Jacques Monory : Écrits, entretien, récits

 
par Francis Cohen

L’esprit du film noir en bleu et quatre manières de voir les peintures de Jacques Monory

 

  1. Anecdote : la vérité en peinture.

Les banquiers sont des oiseaux aussi crédules que ceux qui vinrent se casser le bec sur la fresque de Zeuxis, chez Pline, Jean-Christophe Bailly relate, dans la préface, une anecdote : dans les années 1970, une banque demanda à Jacques Monory de réaliser une peinture pour le hall de son siège central. « Mais lorsque les envoyés de la banque vinrent voir la maquette qu’il projetait de faire, ils découvrirent effarés que Monory avait eu comme idée de peindre le hold-up de la banque ! Les choses, bien entendu, en restèrent là. » Les banquiers, comme les oiseaux de Zeuxis, n’ont pas vu une peinture, le réel était déjà là, plus réel que le réel. En regardant « effarés » la maquette, ils voyaient un film d’anticipation dans lequel ils avaient reconnu le gangster à « la panoplie du tueur. »

  1. Le film est tout entier dans le tableau pour conjurer la peur.

Monory prend des photographies d’un film et peint. Le tableau est l’image d’une image, le monde est un film, il s’est arrêté sur un tableau. L’angoisse revient. La peinture de Monory anticipe l’angoisse pour conjurer la peur, laissant le spectateur à son angoisse, il le délivre de sa peur face au pouvoir de la peinture, mais « la peinture » n’intéresse pas Monory. Dans l’entretien accordé à Jean-Luc Chalumeau, l’artiste précise que l’important « est à côté de la peinture. »

  1. Apaiser les banquiers et les autres…

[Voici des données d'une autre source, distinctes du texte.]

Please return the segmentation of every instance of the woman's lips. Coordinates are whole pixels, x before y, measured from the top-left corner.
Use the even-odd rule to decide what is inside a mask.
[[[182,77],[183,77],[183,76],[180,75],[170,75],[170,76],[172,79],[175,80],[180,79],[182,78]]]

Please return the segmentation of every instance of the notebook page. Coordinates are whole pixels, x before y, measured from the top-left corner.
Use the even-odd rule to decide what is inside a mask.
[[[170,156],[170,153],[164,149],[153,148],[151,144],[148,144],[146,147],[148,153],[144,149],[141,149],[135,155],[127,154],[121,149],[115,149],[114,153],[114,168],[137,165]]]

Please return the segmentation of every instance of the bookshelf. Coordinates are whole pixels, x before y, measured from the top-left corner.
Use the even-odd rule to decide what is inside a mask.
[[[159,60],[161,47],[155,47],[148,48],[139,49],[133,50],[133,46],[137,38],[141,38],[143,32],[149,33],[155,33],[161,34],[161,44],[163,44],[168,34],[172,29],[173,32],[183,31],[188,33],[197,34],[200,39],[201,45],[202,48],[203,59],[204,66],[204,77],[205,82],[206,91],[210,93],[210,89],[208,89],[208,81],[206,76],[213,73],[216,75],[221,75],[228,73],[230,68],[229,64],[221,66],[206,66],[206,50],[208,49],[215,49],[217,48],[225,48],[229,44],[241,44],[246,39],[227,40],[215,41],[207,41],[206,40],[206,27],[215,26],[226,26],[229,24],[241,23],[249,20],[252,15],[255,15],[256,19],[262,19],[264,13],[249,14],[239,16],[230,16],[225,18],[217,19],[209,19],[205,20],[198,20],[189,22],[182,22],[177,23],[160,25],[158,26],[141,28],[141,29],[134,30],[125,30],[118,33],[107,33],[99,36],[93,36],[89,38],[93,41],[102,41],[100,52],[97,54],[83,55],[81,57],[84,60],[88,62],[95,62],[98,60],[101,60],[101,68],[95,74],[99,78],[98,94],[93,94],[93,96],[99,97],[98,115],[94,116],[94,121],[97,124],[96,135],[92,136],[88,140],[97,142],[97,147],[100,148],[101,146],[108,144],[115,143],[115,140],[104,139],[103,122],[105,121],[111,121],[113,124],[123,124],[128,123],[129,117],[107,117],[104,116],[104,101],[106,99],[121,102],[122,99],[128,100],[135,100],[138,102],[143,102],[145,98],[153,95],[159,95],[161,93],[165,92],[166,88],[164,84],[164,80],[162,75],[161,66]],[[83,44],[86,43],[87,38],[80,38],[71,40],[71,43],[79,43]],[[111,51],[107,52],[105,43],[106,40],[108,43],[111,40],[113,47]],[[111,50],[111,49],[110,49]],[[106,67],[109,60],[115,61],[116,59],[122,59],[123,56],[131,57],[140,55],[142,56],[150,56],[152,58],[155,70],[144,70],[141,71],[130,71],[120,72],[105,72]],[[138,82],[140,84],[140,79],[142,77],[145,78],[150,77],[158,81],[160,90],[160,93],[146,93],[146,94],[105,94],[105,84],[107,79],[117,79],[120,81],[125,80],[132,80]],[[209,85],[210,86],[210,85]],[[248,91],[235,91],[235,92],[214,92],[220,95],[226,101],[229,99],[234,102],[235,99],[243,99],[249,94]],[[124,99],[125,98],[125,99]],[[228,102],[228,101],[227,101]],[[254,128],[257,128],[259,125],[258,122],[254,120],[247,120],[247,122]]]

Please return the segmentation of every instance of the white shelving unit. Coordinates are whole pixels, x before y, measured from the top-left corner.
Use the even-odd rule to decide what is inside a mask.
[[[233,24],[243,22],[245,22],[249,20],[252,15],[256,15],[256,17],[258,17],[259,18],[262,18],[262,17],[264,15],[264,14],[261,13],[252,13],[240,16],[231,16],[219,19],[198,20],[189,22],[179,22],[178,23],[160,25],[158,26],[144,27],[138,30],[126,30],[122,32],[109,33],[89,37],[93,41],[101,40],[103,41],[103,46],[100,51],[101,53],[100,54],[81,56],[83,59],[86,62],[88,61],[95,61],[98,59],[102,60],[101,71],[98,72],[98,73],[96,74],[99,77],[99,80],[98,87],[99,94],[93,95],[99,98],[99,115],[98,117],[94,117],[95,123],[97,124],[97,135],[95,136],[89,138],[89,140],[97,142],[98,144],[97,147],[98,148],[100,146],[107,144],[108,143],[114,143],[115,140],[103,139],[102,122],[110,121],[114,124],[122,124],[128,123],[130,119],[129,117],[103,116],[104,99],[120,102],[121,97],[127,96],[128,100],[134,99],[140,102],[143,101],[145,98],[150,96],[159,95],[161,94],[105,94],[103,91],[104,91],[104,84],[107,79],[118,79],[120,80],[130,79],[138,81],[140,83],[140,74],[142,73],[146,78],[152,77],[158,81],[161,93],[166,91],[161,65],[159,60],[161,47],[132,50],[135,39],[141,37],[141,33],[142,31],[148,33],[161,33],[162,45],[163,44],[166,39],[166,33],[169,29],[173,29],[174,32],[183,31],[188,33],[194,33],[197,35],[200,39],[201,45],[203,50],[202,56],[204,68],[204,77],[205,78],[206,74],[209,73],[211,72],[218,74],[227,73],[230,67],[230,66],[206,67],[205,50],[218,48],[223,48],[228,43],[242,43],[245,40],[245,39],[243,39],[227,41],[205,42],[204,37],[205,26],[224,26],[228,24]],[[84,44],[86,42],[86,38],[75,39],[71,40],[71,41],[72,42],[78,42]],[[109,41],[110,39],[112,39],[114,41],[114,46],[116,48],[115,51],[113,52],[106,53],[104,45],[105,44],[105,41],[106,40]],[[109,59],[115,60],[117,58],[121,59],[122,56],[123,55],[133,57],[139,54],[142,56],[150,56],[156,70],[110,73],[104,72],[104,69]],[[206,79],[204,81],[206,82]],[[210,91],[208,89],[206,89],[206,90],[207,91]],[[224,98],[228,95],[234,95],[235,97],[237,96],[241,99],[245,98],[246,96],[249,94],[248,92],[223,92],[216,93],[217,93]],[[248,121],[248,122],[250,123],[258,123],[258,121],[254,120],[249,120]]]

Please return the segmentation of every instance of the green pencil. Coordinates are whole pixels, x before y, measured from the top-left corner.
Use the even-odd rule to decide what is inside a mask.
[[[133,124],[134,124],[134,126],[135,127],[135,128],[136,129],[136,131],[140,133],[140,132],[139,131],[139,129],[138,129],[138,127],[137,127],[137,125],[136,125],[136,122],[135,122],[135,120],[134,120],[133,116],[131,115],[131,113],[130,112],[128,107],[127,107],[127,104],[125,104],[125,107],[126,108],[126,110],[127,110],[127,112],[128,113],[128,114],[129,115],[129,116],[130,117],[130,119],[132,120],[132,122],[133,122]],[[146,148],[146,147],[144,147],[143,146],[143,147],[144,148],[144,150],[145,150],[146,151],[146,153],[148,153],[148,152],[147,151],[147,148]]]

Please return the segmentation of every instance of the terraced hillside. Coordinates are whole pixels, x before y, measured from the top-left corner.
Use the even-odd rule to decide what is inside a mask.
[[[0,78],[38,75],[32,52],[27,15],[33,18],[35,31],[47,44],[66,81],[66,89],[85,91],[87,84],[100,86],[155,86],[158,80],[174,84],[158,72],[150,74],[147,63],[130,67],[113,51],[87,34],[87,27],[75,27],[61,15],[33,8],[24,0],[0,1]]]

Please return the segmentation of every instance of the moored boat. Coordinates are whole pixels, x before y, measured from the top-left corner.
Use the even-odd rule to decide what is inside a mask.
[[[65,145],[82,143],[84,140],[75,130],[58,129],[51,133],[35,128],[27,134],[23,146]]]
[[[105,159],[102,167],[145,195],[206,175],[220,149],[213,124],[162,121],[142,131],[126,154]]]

Monory ne cesse de peindre le monde tel qu’il est. Pendant le hold-up, puisque le hold-up était bien réel l’un des « effarés » s’était identifié au héros de Diamondback : « Il fallait ne plus fuir sans direction – le retour était impossible – essayer de savoir où aller – il n’y avait rien – questions insolubles. Perdu comme quand il était enfant dans la rue du village morne – doucement il passa de l’angoisse de cette même situation à un étrange bonheur de liberté.1 » Il était sorti du tableau, il lisait maintenant le roman policier de Jacques Monory dans lequel « la mort lui semblait moins morte » que dans ses tableaux.

  1. La peinture dans le livre, le livre dans la peinture.

« … Tout avait commencé à Flagstaff Ar. au bar d’un motel. Il avait bu du vin de Californie, il essayait d’arranger cela avec une verveine-menthe, quand son regard croisa son regard.2 » L’utilisation du miroir avait introduit le personnage dans le tableau, le regard du banquier croisa son propre regard : la victime regardait le gangster. Ou était-ce le gangster qui regardait maintenant le banquier effaré ?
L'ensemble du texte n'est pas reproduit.